California, Washington: Medical marijuana is generally legal in both California and Washington, however, it’s still prohibited according to federal law. Therefore, as employers you still have the option of prohibiting medical marijuana usage, just like alcohol usage- especially for a safety sensitive position such as your route drivers or warehousemen. However, policies need to be put in place.

Illinois: In March, the Supreme Court found Illinois’ eavesdropping law on electronic monitoring (except video) unconstitutional. What does this mean for employers? Originally, all parties had to consent to being recorded – not the case anymore. Although that allows employers to secretly record conversations (which is not advised), it also allows employees to secretly record conversations during performance, discipline or even discharge meetings with management or HR.

MarylandDo you have between 15 – 49 employees? If so, beginning October 1, 2014, you must provide similar Family and Medical Leave Act (FMLA) leave of up to 6 unpaid weeks for parental leave for the birth of a child or adoption and foster care situations.

MinnesotaBeginning August 1, 2014, you must add in your Employee Handbooks a notice that employers are not allowed to retaliate against employees for requesting or receiving reasonable accommodations related to pregnancy or child birth (which took effect on May 12, 2014 requiring employers to give such reasonable accommodations). Also effective on this same date, employers cannot prohibit or have a policy or practice prohibiting employees from discussing their wages.

New Jersey:  REMINDER! All employers with 50 or more employees should be posting and distributing (with a signed acknowledgment) the new New Jersey poster re state and federal equal pay laws and discrimination prohibitions.

Got 10 or more employees in Newark, NJ? If so, you may be required to start offering your employees paid sick time under the new Worker Sick Leave Ordinance (WSLO).

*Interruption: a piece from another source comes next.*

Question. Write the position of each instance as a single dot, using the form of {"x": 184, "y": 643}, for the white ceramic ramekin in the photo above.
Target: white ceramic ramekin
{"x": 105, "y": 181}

New MexicoIn December 2013, this state joined the ranks of same-sex marriages, and, thus, these new marital statuses must be recognized and protected for employment purposes (including applicants).

Wisconsin: Getting on the bandwagon, Wisconsin, employers are now prohibited from requiring applicants or employees to give their personal login information for their personal social media sites or require the company’s monitoring of the sites as a condition of them to remain employed. Moreover, good news for employers is that you no longer need to keep track of a salaried employee’s hours worked for those who are exempt from overtime.